Load balancing of operations is a good question. We will have to tackle this as well, but have not done it yet. In the default setup everything is processed in a first-in-first-out manner. Each operation gets the full resources of the cluster and the next operation has to wait. This is fine if each operation is fast, but what if one isn't?

The alternative fair scheduler likely solves this issue, but I have not tried it yet.

Spark can also off-load scheduling to YARN or Mesos, but I have no experience with this. I doubt they are compatible with your latency requirements.

Answer 2

I think the short answer is "yes". Spark advertises itself as "near real-time". The one or two papers I've read describe throughput latency as either one second or several seconds. For best performance, look at combining it with Tachyon, an in-memory distributed file system.

As for load-balancing, later releases of Spark can use a round-robin scheduler so that both large and small jobs can co-exist in the same cluster:

Starting in Spark 0.8, it is also possible to configure fair sharing between jobs. Under fair sharing, Spark assigns tasks between jobs in a “round robin” fashion, so that all jobs get a roughly equal share of cluster resources. This means that short jobs submitted while a long job is running can start receiving resources right away and still get good response times, without waiting for the long job to finish. This mode is best for multi-user settings.

However, I am not clear on what you mean by "...also wonder if I'm generally not trying to use Spark for a purpose it wasn't designed for, not using the main advantages: MapReduce and in-memory RDDs."

I might be wrong, but I don't think you can use Spark without RDDs. Spark is distributed computing with RDDs. What kind of jobs are you trying to run if not MapReduce style jobs? If your use cases are not a good fit for the example use cases that provided with the Spark documentation or tutorials, then what do your use cases fit? Hadoop/Spark shine when there are tons of data, and very little iterative computation on the data. For example, solving systems of equations is not a traditional use case for these technologies.
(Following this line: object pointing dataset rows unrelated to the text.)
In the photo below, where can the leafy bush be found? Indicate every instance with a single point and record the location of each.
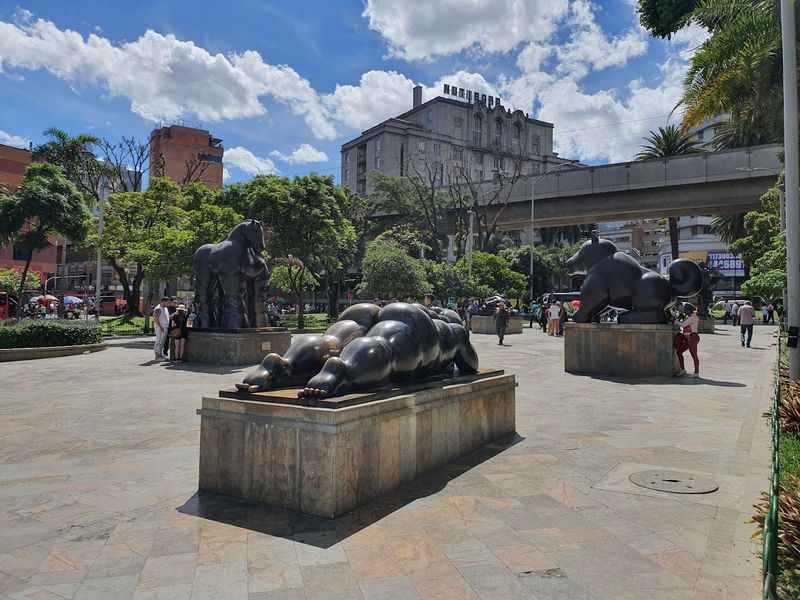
(39, 334)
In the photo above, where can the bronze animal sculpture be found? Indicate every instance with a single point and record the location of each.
(230, 279)
(614, 279)
(369, 347)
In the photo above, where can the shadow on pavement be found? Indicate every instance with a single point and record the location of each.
(324, 533)
(670, 381)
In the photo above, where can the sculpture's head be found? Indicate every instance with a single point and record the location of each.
(589, 254)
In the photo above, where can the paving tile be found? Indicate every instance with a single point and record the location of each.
(453, 587)
(103, 588)
(390, 588)
(160, 571)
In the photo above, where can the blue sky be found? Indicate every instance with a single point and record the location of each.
(284, 84)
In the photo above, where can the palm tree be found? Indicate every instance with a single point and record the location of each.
(737, 70)
(668, 141)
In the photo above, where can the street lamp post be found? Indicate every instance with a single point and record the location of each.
(533, 214)
(791, 183)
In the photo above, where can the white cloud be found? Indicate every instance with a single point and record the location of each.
(244, 160)
(422, 30)
(164, 78)
(378, 96)
(603, 125)
(305, 153)
(9, 139)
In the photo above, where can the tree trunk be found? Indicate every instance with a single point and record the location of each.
(22, 284)
(300, 319)
(673, 237)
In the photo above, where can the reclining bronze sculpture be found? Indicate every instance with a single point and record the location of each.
(615, 279)
(369, 347)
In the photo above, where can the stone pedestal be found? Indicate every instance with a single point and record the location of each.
(235, 346)
(485, 324)
(326, 462)
(622, 350)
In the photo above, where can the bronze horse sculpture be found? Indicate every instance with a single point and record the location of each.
(230, 279)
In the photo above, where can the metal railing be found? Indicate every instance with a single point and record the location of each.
(770, 536)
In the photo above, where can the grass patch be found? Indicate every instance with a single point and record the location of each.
(123, 325)
(789, 456)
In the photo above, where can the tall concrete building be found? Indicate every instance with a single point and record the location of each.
(462, 132)
(185, 154)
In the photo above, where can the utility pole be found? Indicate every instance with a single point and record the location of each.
(98, 276)
(792, 183)
(469, 243)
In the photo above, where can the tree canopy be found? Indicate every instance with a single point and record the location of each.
(390, 273)
(46, 204)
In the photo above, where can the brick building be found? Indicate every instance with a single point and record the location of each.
(13, 163)
(185, 154)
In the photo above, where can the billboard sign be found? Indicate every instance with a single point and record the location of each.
(726, 263)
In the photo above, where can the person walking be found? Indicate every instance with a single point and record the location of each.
(746, 320)
(179, 331)
(161, 324)
(690, 338)
(553, 318)
(501, 322)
Is there a need to distribute jobs that only involve 1-100 MB? Such small amounts of data are often processed most quickly on a single powerful node. If there is a reason to distribute the computation, look at running MPI under Mesos. A lot jobs that fall under the name "scientific computing" continue to use MPI as the distributed computing model.

If the jobs are about crunching numbers (e.g. matrix multiplication), then small-medium jobs can be handled quickly with GPU computing on a single node. I've used Nvidia's CUDA programming environment. It rocks for computationally intensive tasks like computer vision.
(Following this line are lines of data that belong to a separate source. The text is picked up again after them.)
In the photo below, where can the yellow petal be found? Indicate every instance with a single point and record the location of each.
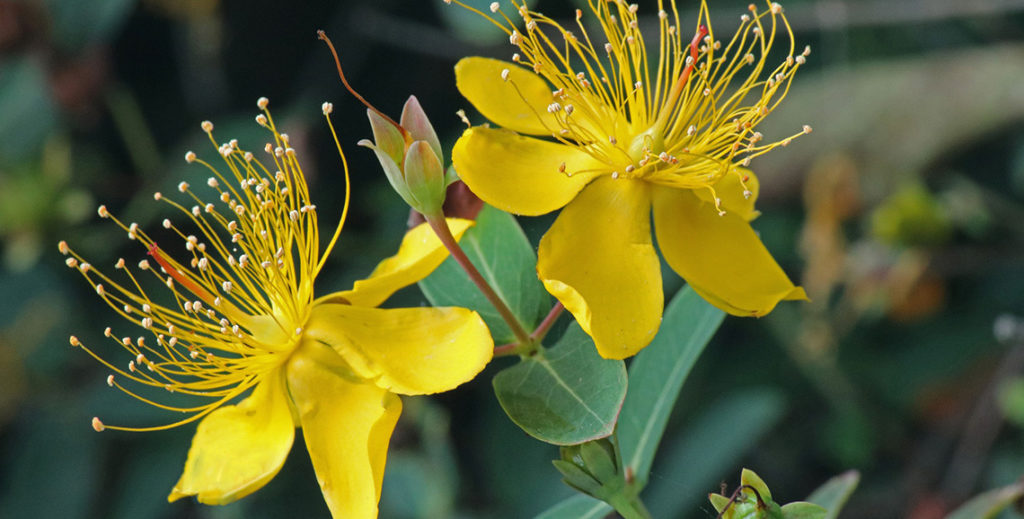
(519, 174)
(598, 260)
(407, 350)
(730, 190)
(238, 448)
(419, 254)
(720, 256)
(346, 425)
(519, 103)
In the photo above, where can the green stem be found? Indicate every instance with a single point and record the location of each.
(630, 507)
(439, 225)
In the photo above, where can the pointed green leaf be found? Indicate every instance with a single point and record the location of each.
(988, 505)
(835, 492)
(802, 510)
(717, 438)
(566, 394)
(656, 375)
(501, 252)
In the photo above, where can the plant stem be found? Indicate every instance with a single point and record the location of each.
(439, 225)
(549, 320)
(629, 507)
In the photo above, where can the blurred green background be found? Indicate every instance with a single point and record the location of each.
(902, 215)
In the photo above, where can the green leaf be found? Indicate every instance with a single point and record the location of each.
(503, 255)
(988, 505)
(835, 492)
(582, 507)
(656, 375)
(714, 440)
(566, 394)
(802, 510)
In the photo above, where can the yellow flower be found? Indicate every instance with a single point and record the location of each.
(242, 315)
(631, 133)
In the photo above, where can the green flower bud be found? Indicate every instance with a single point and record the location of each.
(425, 178)
(411, 156)
(415, 121)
What is the nature of the jobs that will run in your environment?

Answer 3

If I get it right from the comments you provided, IF you are into statistics and prediction , then MLlib with distributed machine learning algorithms will be very helpful. When your concern comes to non distributed task, it uses breeze library for linear algebra calculations and it is very fast. So you can have both kind of implementation but not in same file. If you have prior information on your input size, you can switch to either implementation.
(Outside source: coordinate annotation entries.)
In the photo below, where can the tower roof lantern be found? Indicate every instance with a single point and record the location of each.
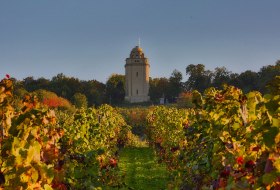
(137, 52)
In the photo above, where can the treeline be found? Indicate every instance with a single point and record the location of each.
(92, 92)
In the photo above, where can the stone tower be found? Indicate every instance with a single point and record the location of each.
(137, 73)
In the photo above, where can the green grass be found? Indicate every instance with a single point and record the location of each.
(142, 170)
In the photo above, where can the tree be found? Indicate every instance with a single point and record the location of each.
(80, 100)
(199, 78)
(221, 76)
(115, 91)
(158, 88)
(175, 85)
(266, 74)
(247, 81)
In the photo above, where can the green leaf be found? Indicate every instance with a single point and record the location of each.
(47, 187)
(269, 136)
(269, 178)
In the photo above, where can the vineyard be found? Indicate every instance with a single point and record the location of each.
(229, 140)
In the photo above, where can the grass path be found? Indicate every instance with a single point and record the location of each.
(142, 172)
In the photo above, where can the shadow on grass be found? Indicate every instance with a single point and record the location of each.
(142, 172)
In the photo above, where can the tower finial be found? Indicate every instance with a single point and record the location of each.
(139, 42)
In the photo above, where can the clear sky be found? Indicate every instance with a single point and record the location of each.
(90, 39)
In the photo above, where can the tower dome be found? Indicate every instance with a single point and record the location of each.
(137, 73)
(136, 53)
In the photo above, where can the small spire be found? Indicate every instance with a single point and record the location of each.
(139, 42)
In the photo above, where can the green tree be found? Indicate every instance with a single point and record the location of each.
(115, 89)
(199, 78)
(266, 74)
(80, 100)
(158, 89)
(221, 76)
(175, 85)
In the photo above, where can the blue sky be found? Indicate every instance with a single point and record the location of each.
(90, 39)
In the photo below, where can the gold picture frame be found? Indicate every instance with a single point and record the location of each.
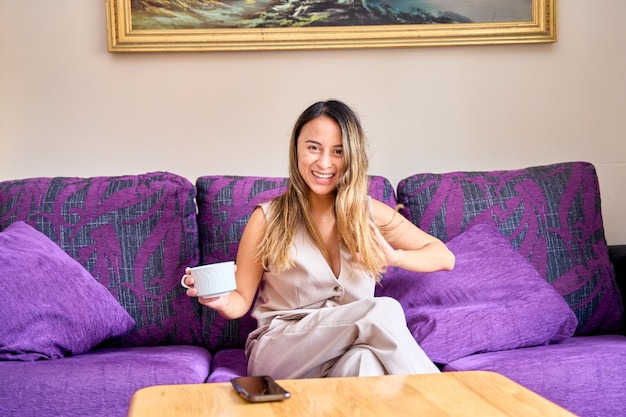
(123, 37)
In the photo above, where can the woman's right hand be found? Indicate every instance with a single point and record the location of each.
(216, 303)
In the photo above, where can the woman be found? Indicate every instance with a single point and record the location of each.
(315, 254)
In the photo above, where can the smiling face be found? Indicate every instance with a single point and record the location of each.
(320, 155)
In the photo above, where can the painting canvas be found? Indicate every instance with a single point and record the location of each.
(295, 24)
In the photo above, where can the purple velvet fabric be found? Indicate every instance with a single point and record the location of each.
(227, 364)
(225, 204)
(135, 234)
(552, 216)
(492, 300)
(585, 375)
(96, 384)
(50, 306)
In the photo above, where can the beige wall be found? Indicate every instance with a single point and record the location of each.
(70, 108)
As other answers also pointed out, creating a common spark context is a nice idea. Something similar we use for testing algorithms using scalaTest

import org.scalatest.Suite
import org.scalatest.BeforeAndAfterAll

import org.apache.spark.{SparkConf, SparkContext}

trait LocalSparkContext extends BeforeAndAfterAll { self: Suite =>
  @transient var sc: SparkContext = _

  override def beforeAll() {
    val conf = new SparkConf()
      .setMaster("local")
      .setAppName("test")
    sc = new SparkContext(conf)
    super.beforeAll()
  }

  override def afterAll() {
    if (sc != null) {
      sc.stop()
    }
    super.afterAll()
  }
}

Something on this line will help you create spark context for many users.